Złodzieje ukradli wieszaki, które były rozstawione w Szczecinie w ramach akcji Wymiana Ciepła.
Anna Bylińska wolontariuszka Caritasu chciała podzielić się ubraniami, które zebrano w magazynie, niestety z pełnymi rękami wróciła do domu, bo w miejscach gdzie wieszaki miały być, już ich nie było.
- Przy tej fali mrozów otwieramy magazyn dwa razy w miesiącu. Teraz to będzie dopiero 8 marca i 22 marca, więc przypuszczam, że już będzie po mrozach. Chciałybyśmy, żeby te ubrania trafiły do potrzebujących - mówi Bylińska.

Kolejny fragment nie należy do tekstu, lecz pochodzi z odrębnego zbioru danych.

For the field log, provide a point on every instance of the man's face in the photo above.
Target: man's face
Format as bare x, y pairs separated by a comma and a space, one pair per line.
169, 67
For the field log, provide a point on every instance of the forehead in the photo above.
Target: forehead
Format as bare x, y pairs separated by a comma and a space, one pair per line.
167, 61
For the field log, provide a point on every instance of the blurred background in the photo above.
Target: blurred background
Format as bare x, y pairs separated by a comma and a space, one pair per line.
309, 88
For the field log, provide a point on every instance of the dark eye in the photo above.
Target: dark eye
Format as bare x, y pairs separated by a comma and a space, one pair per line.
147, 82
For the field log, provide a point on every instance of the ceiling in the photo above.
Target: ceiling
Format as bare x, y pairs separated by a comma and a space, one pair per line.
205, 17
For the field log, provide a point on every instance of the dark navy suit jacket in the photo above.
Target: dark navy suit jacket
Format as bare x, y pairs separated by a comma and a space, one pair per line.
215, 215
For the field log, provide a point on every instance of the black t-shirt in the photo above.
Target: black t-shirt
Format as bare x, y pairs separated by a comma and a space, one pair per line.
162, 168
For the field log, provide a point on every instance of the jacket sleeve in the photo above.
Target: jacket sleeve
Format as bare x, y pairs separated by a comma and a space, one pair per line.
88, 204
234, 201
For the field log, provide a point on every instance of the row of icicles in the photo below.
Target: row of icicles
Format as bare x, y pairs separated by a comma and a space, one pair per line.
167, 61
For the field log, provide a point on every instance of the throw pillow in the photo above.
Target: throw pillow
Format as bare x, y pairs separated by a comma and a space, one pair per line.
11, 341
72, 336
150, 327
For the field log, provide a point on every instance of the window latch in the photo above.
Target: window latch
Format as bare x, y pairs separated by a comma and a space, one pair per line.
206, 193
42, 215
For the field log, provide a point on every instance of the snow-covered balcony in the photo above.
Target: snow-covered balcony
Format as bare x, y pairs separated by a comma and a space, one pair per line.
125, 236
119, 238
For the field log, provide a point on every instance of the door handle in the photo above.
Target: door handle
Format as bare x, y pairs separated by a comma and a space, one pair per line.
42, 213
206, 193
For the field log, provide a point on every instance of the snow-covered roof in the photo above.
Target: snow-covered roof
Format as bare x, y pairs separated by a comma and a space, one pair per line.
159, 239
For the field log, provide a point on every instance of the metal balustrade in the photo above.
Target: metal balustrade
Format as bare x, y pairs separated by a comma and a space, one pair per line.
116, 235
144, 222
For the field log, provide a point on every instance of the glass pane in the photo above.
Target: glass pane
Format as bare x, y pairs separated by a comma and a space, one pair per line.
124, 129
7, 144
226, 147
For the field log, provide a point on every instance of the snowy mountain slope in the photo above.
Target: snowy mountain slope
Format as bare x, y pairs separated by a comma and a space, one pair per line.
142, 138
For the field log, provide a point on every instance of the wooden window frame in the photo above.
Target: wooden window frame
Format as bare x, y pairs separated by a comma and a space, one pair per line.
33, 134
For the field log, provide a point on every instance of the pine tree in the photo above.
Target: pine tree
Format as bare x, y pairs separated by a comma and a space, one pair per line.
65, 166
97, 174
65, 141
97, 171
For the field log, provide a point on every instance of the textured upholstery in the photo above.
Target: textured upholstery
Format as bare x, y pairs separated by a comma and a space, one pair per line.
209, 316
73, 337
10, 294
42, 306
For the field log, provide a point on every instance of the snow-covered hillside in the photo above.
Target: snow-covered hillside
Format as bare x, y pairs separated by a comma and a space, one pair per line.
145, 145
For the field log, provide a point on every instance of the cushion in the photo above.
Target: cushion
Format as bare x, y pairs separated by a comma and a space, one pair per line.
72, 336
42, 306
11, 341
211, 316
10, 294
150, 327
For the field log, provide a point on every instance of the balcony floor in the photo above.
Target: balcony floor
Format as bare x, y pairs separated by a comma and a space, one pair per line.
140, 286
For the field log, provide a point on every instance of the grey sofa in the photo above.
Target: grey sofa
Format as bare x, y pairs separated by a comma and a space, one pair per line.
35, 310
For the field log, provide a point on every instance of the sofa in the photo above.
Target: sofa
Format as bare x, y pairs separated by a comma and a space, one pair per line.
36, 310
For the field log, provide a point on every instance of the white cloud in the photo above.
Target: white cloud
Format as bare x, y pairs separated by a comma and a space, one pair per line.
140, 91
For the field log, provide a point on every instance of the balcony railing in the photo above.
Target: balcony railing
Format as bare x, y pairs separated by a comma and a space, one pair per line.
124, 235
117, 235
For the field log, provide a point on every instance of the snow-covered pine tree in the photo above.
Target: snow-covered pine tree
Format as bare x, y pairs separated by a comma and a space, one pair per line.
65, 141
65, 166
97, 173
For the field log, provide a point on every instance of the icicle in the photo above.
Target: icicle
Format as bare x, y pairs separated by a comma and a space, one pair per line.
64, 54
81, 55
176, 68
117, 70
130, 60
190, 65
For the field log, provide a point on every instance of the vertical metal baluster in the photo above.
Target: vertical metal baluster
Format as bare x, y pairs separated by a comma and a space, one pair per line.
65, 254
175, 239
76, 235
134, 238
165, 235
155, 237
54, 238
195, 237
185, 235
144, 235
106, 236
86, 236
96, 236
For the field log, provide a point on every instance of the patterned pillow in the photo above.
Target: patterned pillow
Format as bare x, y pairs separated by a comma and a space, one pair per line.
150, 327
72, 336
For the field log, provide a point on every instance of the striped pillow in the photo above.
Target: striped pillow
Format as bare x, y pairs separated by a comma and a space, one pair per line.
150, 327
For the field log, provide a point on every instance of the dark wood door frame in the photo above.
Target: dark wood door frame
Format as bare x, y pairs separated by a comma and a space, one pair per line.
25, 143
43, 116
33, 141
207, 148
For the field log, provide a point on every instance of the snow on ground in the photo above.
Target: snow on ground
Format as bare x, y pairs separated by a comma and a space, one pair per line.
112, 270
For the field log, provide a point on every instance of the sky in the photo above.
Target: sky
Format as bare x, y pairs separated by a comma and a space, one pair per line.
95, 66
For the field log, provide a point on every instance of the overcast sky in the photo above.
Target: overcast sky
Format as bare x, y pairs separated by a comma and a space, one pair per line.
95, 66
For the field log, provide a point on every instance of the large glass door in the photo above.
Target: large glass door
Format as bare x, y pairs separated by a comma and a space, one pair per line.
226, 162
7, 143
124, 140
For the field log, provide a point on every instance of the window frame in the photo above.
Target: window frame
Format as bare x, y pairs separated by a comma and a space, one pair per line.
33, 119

Camilla Pustułka - koordynatorka akcji Wymiana Ciepła w Szczecinie - przyznaje, że wieszaki padły łupem złodziei i niestety nie jest to pierwsza taka sytuacja.
- Jeżeli chodzi o wieszak przy Dworcu Głównym to sytuacja się powtarza. W tamtym roku też jeden został skradziony, w tym roku też mieliśmy kilka problemów, natomiast jestem zaskoczona, że wieszak zniknął również sprzed Książnicy, ponieważ tam są osoby, które cały czas mogą mieć na niego oko - tłumaczy Pustułka.
Organizatorzy akcji nie zgłosili kradzieży na policję, bo jak mówią wieszaki są niewiele warte. Zapowiadają jednak, że w najbliższych dniach wrócą pod Książnicę i na ulicę Wyszyńskiego. Na razie jednak rezygnują z lokalizacji przed Dworcem Głównym. Ubrania można też oddawać do Jadłodzielni w Szczecinie, stąd będą odbierane przez wolontariuszy Wymiany Ciepła.